С первого взгляда было ясно, что он человек не от мира сего, причем в самом высоком смысле этого понятия. К той же компании, наверное, относились Архимед, Ньютон, Кант и Циолковский.
Взор Богданова вечно блуждал в запредельных далях, губы бормотали какие-то откровения, не предназначенные для постороннего слуха, на кончике кривого носа постоянно висела мутная капля, нечесаные лохмы торчали во все стороны, а из карманов прожженного реактивами старушечьего салопа, одевавшегося и при посещении присутственных мест, торчали стетоскоп, логарифмическая линейка, увеличительное стекло, вечное перо и гранки очередной ученой статьи, коих за свою жизнь он написал великое множество, отдавая предпочтение проблемам медицины и философии.

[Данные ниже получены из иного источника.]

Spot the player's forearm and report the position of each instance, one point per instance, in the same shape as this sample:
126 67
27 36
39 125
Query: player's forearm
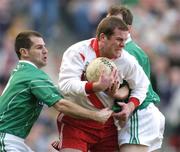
77 111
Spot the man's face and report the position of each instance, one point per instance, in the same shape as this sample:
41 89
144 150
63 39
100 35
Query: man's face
38 53
114 45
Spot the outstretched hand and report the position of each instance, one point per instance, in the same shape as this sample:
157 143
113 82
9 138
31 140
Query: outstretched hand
103 115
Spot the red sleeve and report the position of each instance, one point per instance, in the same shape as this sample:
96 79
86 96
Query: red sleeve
135 101
89 87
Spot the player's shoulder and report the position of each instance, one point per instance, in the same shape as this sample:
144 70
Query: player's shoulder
127 57
79 48
81 45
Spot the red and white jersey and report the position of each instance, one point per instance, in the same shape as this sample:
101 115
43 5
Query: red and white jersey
74 63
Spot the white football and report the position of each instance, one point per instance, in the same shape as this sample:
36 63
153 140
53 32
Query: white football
94 68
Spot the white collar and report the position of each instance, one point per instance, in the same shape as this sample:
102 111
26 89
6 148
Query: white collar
29 62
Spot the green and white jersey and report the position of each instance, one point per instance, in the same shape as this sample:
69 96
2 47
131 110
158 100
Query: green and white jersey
132 48
21 102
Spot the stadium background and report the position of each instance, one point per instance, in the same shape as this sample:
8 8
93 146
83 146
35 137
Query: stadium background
64 22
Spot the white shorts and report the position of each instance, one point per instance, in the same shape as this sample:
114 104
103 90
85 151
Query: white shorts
145 127
11 143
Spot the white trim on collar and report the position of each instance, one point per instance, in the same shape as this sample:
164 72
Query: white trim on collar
129 39
29 62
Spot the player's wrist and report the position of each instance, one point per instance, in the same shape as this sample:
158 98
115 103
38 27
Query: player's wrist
134 103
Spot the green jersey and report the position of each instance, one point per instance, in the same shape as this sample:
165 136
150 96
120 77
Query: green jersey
132 48
21 102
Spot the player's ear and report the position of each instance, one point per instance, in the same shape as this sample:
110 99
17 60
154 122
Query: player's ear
102 37
24 53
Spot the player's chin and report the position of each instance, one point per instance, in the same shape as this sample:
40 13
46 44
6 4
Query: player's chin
117 54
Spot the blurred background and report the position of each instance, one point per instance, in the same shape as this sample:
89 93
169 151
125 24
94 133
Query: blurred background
64 22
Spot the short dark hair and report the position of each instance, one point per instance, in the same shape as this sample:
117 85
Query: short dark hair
127 16
23 40
108 24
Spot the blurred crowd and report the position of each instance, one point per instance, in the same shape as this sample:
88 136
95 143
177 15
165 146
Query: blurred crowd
64 22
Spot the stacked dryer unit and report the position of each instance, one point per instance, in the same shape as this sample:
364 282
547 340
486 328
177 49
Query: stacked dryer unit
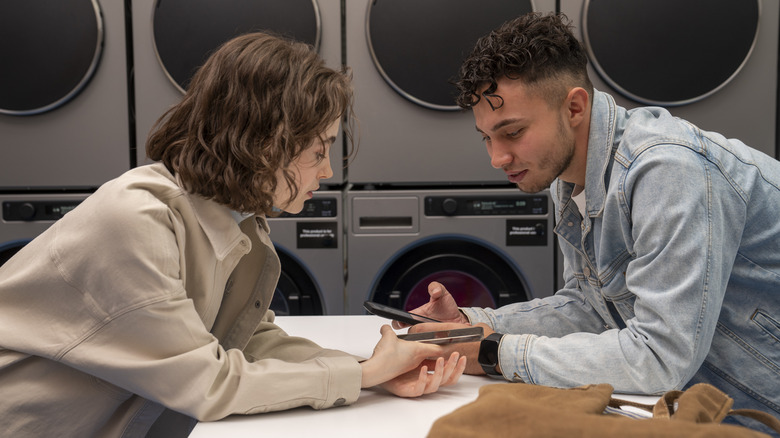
712 63
489 247
64 126
172 38
423 201
311 248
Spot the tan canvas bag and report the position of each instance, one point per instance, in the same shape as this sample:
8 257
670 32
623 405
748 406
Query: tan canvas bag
521 410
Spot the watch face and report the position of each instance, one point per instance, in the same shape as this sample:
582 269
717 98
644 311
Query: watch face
488 351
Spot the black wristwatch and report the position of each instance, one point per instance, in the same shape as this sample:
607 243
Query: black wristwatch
488 355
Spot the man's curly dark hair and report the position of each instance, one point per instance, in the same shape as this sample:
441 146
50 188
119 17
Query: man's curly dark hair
535 48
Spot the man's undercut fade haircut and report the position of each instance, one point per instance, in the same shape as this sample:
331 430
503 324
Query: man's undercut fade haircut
250 110
538 49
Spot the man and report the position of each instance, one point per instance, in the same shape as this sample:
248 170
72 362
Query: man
670 235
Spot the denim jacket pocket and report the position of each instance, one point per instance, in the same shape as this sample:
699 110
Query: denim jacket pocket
767 324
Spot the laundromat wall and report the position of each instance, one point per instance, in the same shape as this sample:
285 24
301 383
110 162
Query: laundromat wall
419 201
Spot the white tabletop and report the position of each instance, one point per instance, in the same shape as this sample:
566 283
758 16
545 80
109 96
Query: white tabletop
375 414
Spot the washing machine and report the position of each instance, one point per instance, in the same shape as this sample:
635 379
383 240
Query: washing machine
27 215
63 94
713 63
311 250
404 55
489 247
172 38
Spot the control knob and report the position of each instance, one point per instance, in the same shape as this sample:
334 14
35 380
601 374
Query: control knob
450 206
27 211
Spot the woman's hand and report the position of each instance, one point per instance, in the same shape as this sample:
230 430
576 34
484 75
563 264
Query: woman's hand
418 381
401 366
441 306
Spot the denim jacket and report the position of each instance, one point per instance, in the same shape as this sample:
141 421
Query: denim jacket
673 278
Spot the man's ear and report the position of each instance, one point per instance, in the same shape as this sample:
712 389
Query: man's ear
577 106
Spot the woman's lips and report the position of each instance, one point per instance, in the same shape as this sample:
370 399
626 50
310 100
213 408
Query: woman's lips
515 178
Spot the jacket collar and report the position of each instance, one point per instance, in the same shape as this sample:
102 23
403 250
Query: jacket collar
601 148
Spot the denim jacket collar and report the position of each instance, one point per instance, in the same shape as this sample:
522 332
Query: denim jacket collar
601 148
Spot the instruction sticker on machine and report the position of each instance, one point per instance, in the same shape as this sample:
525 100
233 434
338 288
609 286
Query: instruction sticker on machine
527 232
314 235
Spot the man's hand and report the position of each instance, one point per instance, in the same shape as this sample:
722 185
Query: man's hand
441 306
402 367
469 350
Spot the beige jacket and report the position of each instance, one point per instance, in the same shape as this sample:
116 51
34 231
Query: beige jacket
147 297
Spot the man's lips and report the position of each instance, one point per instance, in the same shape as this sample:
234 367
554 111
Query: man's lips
516 177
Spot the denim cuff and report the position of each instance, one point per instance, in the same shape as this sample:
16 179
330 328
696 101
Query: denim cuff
512 357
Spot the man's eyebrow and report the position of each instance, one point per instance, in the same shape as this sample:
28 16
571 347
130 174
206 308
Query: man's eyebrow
501 124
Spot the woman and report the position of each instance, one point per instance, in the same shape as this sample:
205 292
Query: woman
154 292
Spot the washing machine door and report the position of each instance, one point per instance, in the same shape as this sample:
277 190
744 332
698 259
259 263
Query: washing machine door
669 52
474 274
418 46
50 50
296 293
187 31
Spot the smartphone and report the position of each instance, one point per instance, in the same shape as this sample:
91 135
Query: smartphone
396 314
469 334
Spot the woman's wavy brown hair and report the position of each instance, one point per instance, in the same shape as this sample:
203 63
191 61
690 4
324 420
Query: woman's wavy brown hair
539 49
250 110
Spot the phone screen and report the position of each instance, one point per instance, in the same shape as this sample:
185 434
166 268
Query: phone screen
396 314
469 334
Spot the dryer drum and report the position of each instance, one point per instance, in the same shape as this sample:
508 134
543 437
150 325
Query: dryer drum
669 52
474 274
418 46
9 249
296 293
187 31
49 49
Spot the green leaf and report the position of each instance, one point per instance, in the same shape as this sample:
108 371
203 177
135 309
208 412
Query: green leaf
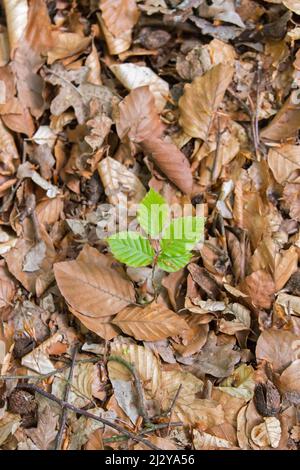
153 212
181 235
131 248
173 263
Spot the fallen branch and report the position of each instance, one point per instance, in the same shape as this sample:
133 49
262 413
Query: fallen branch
106 422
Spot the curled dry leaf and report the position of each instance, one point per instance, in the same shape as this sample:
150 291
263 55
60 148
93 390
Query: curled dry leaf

В отличие от большинства своих коллег по революционной работе, чей кругозор ограничивался несколькими классами гимназии, а то и вообще церковно-приходского училища, Богданов имел три университетских образования, что позволяло ему считать Маркса близоруким ортодоксом, Троцкого припадочным выскочкой, а Ленина вообще недоучкой. Нельзя сказать, что Богданов отрицал авторитеты. Их для него просто не существовало.
Одно время он действительно симпатизировал философу-идеалисту Маху, полагавшему, что в основе мироздания лежит не материя, а всего лишь наши ощущения, но вскоре разочаровался в этой концепции, сосредоточив все внимание на проблемах управления массовым сознанием и переливании крови (последнее интересовало его отнюдь не в медицинском плане, а как путь к созданию расы сверхлюдей, достойных жить в мире будущего).